Conventionally geeks refer to ups as 1 and downs as 0 in the digital domain.
PCM
By contrast, Pulse Code Modulation (PCM) samples the sound pressure level about 44,000 times per second (using CDs as an example). At each sample, it measures the sound pressure level on a linear scale from about -32,000 to +32,000. This range can be encoded into 16 binary bits (0 or 1) where each bit represents twice the level of the previous bit.

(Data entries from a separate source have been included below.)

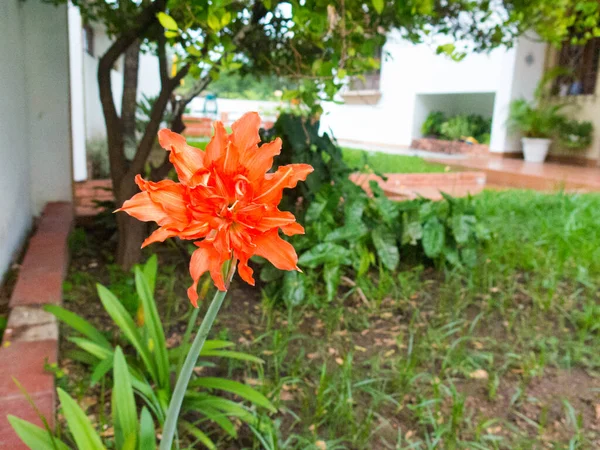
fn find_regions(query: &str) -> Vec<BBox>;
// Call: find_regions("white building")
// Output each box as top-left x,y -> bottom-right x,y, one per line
322,34 -> 546,152
0,0 -> 160,281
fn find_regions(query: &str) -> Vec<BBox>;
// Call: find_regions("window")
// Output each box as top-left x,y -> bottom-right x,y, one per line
83,25 -> 94,56
552,38 -> 600,97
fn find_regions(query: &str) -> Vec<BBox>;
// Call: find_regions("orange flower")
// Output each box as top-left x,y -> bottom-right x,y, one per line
118,112 -> 313,307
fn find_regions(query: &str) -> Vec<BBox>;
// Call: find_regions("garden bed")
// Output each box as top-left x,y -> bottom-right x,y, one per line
410,138 -> 490,155
58,192 -> 600,449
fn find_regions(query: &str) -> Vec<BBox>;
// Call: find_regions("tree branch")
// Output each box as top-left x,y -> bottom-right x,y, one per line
98,0 -> 167,185
125,64 -> 190,178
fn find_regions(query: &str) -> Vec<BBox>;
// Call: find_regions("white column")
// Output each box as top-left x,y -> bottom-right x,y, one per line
68,2 -> 87,181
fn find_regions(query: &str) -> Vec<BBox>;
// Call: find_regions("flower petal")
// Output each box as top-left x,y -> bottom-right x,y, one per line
158,128 -> 207,187
187,241 -> 227,308
238,256 -> 254,286
254,164 -> 315,204
253,229 -> 300,270
142,227 -> 178,248
240,138 -> 281,180
115,192 -> 170,225
231,112 -> 260,155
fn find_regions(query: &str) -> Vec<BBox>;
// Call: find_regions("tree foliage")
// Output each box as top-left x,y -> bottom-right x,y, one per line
42,0 -> 600,266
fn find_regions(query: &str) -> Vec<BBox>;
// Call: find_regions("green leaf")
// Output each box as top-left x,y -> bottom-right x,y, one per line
90,357 -> 113,386
69,337 -> 113,360
221,11 -> 231,27
142,255 -> 158,295
422,217 -> 446,258
56,388 -> 105,450
452,214 -> 477,244
44,305 -> 112,350
200,348 -> 264,364
371,226 -> 400,270
112,347 -> 138,448
8,414 -> 69,450
135,267 -> 170,388
139,406 -> 156,450
190,377 -> 277,412
323,263 -> 342,302
372,0 -> 384,14
282,270 -> 306,306
208,14 -> 221,31
181,421 -> 217,450
156,12 -> 179,31
96,284 -> 160,383
298,242 -> 350,268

PCM cannot encode frequencies higher than half the sampling rate, and the low pass filters needed to remove digital noise must operate close to audible high frequencies.
Binary
You can see how this works by counting in binary using your fingers. Using only the four fingers on your left hand, you can count from decimal 0 to 15. The first finger represents 0 or 1, the next 0 or 2, then 0 or 4 etc. You add up all the fingers to get the decimal equivalent. Keep going with the four fingers on your right hand and you get anywhere from decimal 0 to 255. (This is the range of one computer byte, and looks like part of a four byte Internet Protocol version 4 address, eg 192.255.1.201)
Add in four toes from each foot, giving you 16 bits, and you can count from 0 to 65535. Or -32767 to +32768 if one finger represents the - sign, which is handy because sound waves go both up and down from silence (0). Why didn’t our Neanderthal relatives invent counting this way?
PCM linearity
So what is the issue with PCM? Well, the most significant bit represents a value 16384 times bigger than the least significant bit. At some point, when the sound pressure rises by 1, all fifteen lower bits switch off and the biggest one switches on. It is almost impossible to manufacture any analogue device, like a resistor, to this degree of accuracy.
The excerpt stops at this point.